One of the reasons so many policymakers refuse to panic about inflation is that the global economy still lacks millions of jobs.
The International Labor Organization projects the global job deficit due to the pandemic to be 75 million this year. He also does not expect the gap to be closed in 2022, when he estimates that 23 million jobs will remain worldwide from his pre-Covid trajectory, even if the economies bounce back.
The Organization for Economic Co-operation and Development echoed the warning, saying unemployment will remain above pre-crisis levels in many countries next year.
With so many workers still on the sidelines, it should be more difficult for those with jobs to push for big pay hikes – even as the cost of living is rising rapidly in much of the world as bottlenecks are rising. Strangulation and growing demand are accompanying the grand reopening of the lockdown.
It doesn’t mean that no one gets a raise. Salaries have risen in the United States and other countries, especially in industries that rush to increase staff as customers come back.
But it does suggest that a so-called wage-price spiral – an inflation risk feared by some economists and investors, when higher wages and higher prices feed on each other – is unlikely to become. an urgent global problem so soon. This leaves room for governments and central banks to continue doing what they have been doing since the start of last year – supporting pandemic-stricken economies with more spending and lower interest rates.
“There are still a lot of jobs missing,” said Rob Subbaraman, head of global market research at Nomura Holdings Inc. “To worry about a wage-price spiral, I would need to see further acceleration wage growth in the third quarter, alongside a sharp rise in measures of inflation expectations.
Many economies have experienced an acceleration in prices in recent months. In the United States, headline consumer inflation jumped to 5% in May, the highest in more than a decade. Eurozone inflation is 2%, just above the European Central Bank’s target, but the Bundesbank has said the German rate could rise to 4% by the end of this year.
Bond markets also suggest investors expect prices to rise faster than they were before the pandemic – judging by breakeven rates or the spread between government debt yields. inflation protected and conventional type. In the United States, the expected rate for the next five years peaked around 2.8% in May and remains well above pre-pandemic levels.
“Only the United States”
Yet policymakers continue to downplay the risk of a sustained spike in inflation, arguing that any spikes in prices will subside as supply chain bottlenecks gradually ease. Federal Reserve Chairman Jerome Powell has repeatedly asserted that inflationary pressures will prove to be transitory. ECB President Christine Lagarde made a similar case last week.
As U.S. wages have grown faster than expected over the past two months, economists at Goldman Sachs Group Inc. led by Jan Hatzius predict wage growth will not fuel inflation, with the supply of workers ahead. increase dramatically over the next few months as fear of the virus subsides and an increase in unemployment benefits while the pandemic expires.
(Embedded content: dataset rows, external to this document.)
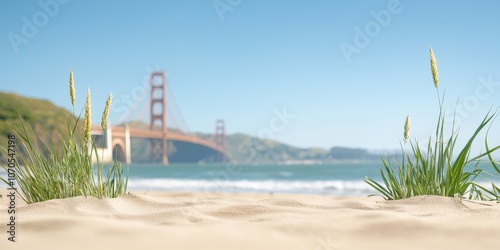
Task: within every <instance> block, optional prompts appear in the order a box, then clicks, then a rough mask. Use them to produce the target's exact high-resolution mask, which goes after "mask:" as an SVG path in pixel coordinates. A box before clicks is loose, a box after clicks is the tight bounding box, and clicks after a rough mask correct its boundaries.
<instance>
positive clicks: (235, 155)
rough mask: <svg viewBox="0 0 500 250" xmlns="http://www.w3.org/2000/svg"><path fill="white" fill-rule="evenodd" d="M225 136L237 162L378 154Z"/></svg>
mask: <svg viewBox="0 0 500 250" xmlns="http://www.w3.org/2000/svg"><path fill="white" fill-rule="evenodd" d="M196 135H197V136H199V137H201V138H204V139H207V140H208V139H210V137H211V135H209V134H201V133H197V134H196ZM226 139H227V151H228V154H229V156H230V157H231V160H233V161H235V162H239V163H326V162H339V161H343V162H347V161H351V162H354V161H356V162H359V161H378V160H380V156H379V155H376V154H371V153H369V152H368V151H367V150H365V149H359V148H345V147H333V148H331V149H323V148H299V147H295V146H291V145H287V144H284V143H281V142H278V141H275V140H265V139H260V138H258V137H253V136H249V135H245V134H241V133H237V134H232V135H227V136H226Z"/></svg>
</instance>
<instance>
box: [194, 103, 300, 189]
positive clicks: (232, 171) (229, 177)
mask: <svg viewBox="0 0 500 250" xmlns="http://www.w3.org/2000/svg"><path fill="white" fill-rule="evenodd" d="M296 118H297V115H295V114H292V113H289V112H288V109H287V107H286V106H284V107H282V108H281V109H278V108H274V109H273V116H272V117H271V119H269V123H268V124H267V125H266V126H264V127H263V128H261V129H260V130H259V131H258V134H257V136H258V137H259V138H262V139H272V138H274V137H275V135H276V134H279V133H282V132H283V131H284V130H285V129H286V127H288V126H289V125H290V124H291V122H292V121H293V120H295V119H296ZM263 149H264V145H260V144H256V143H255V141H253V142H252V143H251V144H250V147H248V146H247V145H245V144H239V145H238V148H237V151H241V152H243V151H247V152H248V154H249V155H250V157H249V160H248V161H249V162H254V161H255V159H256V157H257V156H258V152H259V151H262V150H263ZM241 171H242V167H241V166H240V165H238V164H234V163H229V164H227V165H226V167H225V169H223V170H220V171H217V172H212V173H210V176H211V177H212V182H213V183H215V185H214V186H210V184H208V185H207V186H205V187H204V188H203V190H202V194H203V195H204V196H205V197H207V198H208V197H209V196H214V195H215V194H216V192H220V191H224V189H225V188H227V187H229V185H230V181H231V178H234V177H236V176H238V175H239V174H240V173H241Z"/></svg>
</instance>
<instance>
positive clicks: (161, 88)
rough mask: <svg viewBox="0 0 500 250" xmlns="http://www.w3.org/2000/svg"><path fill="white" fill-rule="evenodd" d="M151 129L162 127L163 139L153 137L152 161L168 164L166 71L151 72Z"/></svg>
mask: <svg viewBox="0 0 500 250" xmlns="http://www.w3.org/2000/svg"><path fill="white" fill-rule="evenodd" d="M149 82H150V84H151V123H150V129H151V130H158V129H160V130H161V131H162V132H163V136H162V139H161V140H159V139H151V162H161V163H163V164H164V165H167V164H168V155H167V96H166V94H165V91H166V88H167V86H166V85H167V82H166V79H165V72H164V71H154V72H151V75H150V78H149Z"/></svg>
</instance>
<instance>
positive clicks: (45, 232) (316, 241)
mask: <svg viewBox="0 0 500 250" xmlns="http://www.w3.org/2000/svg"><path fill="white" fill-rule="evenodd" d="M1 192H2V193H3V194H4V196H3V199H2V202H1V206H2V209H1V212H0V222H1V225H6V224H7V223H8V219H9V215H8V214H7V209H6V208H7V206H6V203H7V199H6V197H5V190H2V191H1ZM18 206H19V207H18V208H17V210H16V213H17V215H18V217H17V227H16V234H17V235H16V240H17V242H16V243H11V242H9V241H8V240H7V237H8V236H7V233H6V230H5V228H6V226H3V227H2V228H3V229H2V230H1V232H0V249H1V250H4V249H141V248H143V249H144V247H151V249H310V250H322V249H324V250H337V249H500V243H499V241H498V239H499V237H500V204H496V203H493V202H472V201H465V200H464V201H460V200H459V199H455V198H443V197H434V196H422V197H415V198H411V199H406V200H401V201H384V200H383V199H382V198H380V197H370V198H355V197H332V196H319V195H285V194H275V195H270V194H211V195H203V194H200V193H170V192H149V193H147V194H143V193H141V192H133V194H132V195H128V196H125V197H122V198H118V199H104V200H98V199H95V198H84V197H75V198H70V199H63V200H52V201H47V202H42V203H37V204H31V205H23V204H20V202H19V199H18Z"/></svg>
In the largest economies in Asia, the price pressures are more moderate. Japanese wages suffered an unexpected 11-month drop in March, but not at a pace that disrupts the Bank of Japan’s 2% inflation target. Consumer inflation in China is expected to remain below 2% this year, according to People’s Bank of China Governor Yi Gang, well below the government’s official target of around 3%.
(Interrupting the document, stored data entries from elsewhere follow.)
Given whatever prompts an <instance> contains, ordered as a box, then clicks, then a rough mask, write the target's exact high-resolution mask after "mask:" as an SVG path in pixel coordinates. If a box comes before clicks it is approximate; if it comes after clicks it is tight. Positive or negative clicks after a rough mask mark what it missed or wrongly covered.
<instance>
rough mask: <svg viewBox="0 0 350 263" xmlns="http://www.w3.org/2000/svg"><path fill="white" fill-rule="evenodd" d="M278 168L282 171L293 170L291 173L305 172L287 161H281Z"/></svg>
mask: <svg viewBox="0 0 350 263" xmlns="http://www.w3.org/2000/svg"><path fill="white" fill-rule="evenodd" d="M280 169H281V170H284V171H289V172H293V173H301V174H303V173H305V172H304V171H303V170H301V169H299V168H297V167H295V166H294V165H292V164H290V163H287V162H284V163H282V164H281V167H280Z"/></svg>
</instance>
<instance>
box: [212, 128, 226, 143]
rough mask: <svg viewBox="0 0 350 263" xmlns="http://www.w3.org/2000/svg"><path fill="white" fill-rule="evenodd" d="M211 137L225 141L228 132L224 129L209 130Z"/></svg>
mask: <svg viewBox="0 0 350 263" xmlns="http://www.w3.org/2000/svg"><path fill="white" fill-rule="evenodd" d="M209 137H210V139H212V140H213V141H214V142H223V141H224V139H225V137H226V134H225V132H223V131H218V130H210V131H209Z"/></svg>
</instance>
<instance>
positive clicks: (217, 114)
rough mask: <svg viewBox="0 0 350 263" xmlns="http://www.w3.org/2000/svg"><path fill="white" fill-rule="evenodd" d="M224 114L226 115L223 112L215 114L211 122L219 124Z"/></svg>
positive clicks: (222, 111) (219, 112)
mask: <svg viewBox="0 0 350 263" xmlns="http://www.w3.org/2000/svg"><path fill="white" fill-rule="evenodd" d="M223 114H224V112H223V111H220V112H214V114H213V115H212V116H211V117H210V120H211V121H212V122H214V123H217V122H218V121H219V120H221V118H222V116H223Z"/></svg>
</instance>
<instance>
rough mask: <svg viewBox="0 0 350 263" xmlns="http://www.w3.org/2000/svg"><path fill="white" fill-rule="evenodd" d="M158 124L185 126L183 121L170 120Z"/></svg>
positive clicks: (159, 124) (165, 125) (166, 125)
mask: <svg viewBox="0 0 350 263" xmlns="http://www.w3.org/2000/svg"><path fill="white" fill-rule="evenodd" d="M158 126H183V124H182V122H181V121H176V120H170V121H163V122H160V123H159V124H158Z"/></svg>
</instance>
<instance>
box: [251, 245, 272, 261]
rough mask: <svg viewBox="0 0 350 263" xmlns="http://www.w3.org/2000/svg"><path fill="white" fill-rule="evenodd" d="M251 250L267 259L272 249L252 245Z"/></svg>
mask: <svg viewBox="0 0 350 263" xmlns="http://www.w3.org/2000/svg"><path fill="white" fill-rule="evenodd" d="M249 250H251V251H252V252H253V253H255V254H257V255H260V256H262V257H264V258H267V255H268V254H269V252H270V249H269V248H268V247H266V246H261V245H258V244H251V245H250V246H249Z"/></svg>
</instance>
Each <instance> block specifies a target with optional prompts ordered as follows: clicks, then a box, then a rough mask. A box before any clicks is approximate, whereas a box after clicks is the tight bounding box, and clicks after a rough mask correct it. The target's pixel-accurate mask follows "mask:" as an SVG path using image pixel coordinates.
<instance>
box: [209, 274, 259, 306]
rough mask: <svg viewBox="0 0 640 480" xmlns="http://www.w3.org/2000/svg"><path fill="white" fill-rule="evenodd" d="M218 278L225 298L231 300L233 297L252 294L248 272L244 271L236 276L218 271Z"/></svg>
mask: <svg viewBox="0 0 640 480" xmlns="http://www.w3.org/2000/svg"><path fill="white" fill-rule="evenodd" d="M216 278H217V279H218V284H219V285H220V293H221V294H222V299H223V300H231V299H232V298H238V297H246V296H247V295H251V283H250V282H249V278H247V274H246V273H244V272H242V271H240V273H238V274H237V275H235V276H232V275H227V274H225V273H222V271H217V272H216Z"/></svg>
“Only the United States is currently characterized by a labor shortage, growing union power and growing wage demand,” said Taimur Baig, chief economist at DBS Bank Ltd. in Singapore and former head of the International Monetary Fund. “Nowhere in Asia or Europe do we see such markers. “
“It takes years”
The divergent trajectory of the global economy towards recovery is also intended to dampen wage gains. While the Paris-based OECD has revised its global growth forecast for 2021 upwards to 5.8% from 5.6%, it has warned that the living standards of many will not return to normal levels. before the seizure for a prolonged period.
The Geneva-based ILO calculates that global labor income in 2020 was 8.3% lower than it would have been without the pandemic, and it warns that labor productivity growth will remain below two-thirds of pre-crisis levels.
All of this has left most policymakers and economists focused on supply bottlenecks as the main culprit in this year’s price spike. How long it takes to resolve these issues could determine whether they trigger a more lasting inflation spurt.
“The growing risk is that the temporary pressures will last long enough to be embedded in expectations and trigger wage pressures,” said Klaus Baader, chief global economist at Societe Generale SA. “Since it takes years to fuel a wage-price spiral, we won’t know the final answer for some time.”